I grandi produttori si sono quindi contesi sempre i più grandi campioni a suon di contratti milionari, ben sapendo che il gioco valeva la consueta candela. Chi infatti non avrebbe voluto indossare le stesse scarpe di Pelé o abbozzare i dribbling alla Maradona? L’investimento risultava sempre in un risonante successo. E anche negli ultimi giorni, con l’asta tra i brand per accaparrarsi la firma di Erling Haaland, quel tipo di frenesia non è sparita, visto che Nike sembra disposta a spendere sui venti milioni di sterline all’anno per assicurarsi quello che si appresta ad essere il più prolifico attaccante della sua generazione. Cifre che ci riportano a tempi andati, quando i campioni si dividevano attraverso i loro sponsor tecnici e si contendevano la fama a colpi di spot pubblicitari epici. O ancora prima, quando PUMA pagò Pelé per allacciarsi le sue scarpe in mondovisione durante Messico 1970.
Ora gli scarpini vendono ma non conquistano, ed i tanti modelli che hanno aggiornato l’estetica e la funzionalità delle storiche silhouette sono ancora usatissimi dai calciatori in tutto il mondo. Alcuni di questi però stanno invece evitando di calzare le ultime novità scegliendo dei modelli più anziani, come Tony Kross che non si separa mai dai suoi adidas 11Pro, mentre Vinicius Jr. nella sua guerra personale contro Nike ha addirittura dipinto di nero le proprie scarpe da gioco. E tale ci racconta dei tanti limiti delle odierne sponsorizzazioni, che non riescono ad imporsi nell’immaginario dei tifosi come un tempo e che hanno più un ruolo commerciale. In questo contesto la firma di Haaland è quindi una boccata d’ossigeno per un mercato che si stava lentamente prosciugando.
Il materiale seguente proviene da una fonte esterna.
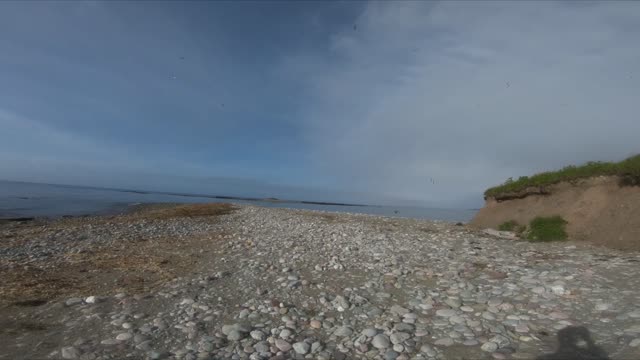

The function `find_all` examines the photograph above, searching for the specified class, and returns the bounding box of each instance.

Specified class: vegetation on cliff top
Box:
[485,154,640,198]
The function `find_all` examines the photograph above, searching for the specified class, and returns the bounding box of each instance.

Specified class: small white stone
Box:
[61,346,80,359]
[481,342,498,352]
[436,309,456,317]
[279,328,293,338]
[550,285,566,295]
[116,333,132,341]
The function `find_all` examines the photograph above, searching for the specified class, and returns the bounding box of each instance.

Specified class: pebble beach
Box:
[2,204,640,360]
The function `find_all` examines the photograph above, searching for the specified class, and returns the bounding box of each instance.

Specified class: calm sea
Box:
[0,180,477,222]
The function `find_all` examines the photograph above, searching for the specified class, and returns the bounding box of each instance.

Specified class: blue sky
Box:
[1,1,639,207]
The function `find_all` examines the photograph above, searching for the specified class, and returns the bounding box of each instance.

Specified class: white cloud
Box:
[289,1,640,206]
E soprattutto segna il forte ritorno di Nike, che negli ultimi anni aveva trascurato l’acquisizione di nuovi talent per dedicarsi invece verso lo storytelling e le communities, con un impegno economico anche non indifferente per assicurarsi quello che sarà uno degli attaccanti più prolifici della sua generazione. Dopo aver perso prima Neymar e pochi giorni fa Grealish verso PUMA, Nike ha messo a segno un colpo fondamentale che mostra quale potrebbe essere la nuova linea del brand di Beaverton, ovvero prendere a tutti i costi i big lasciando andare invece gli altri talent. I venti milioni di sterline che, secondo le indiscrezioni Nike ha promesso a Haaland, superano addirittura quelli che ora il brand statunitense paga attualmente all’altra sua giovane superstar a roster, Kylian Mbappé. Ai due toccherà il compito di traghettare lo swoosh nel prossimo futuro, quando il calcio internazionale e di conseguenza i brand non vivranno più sul dualismo Messi-Ronaldo.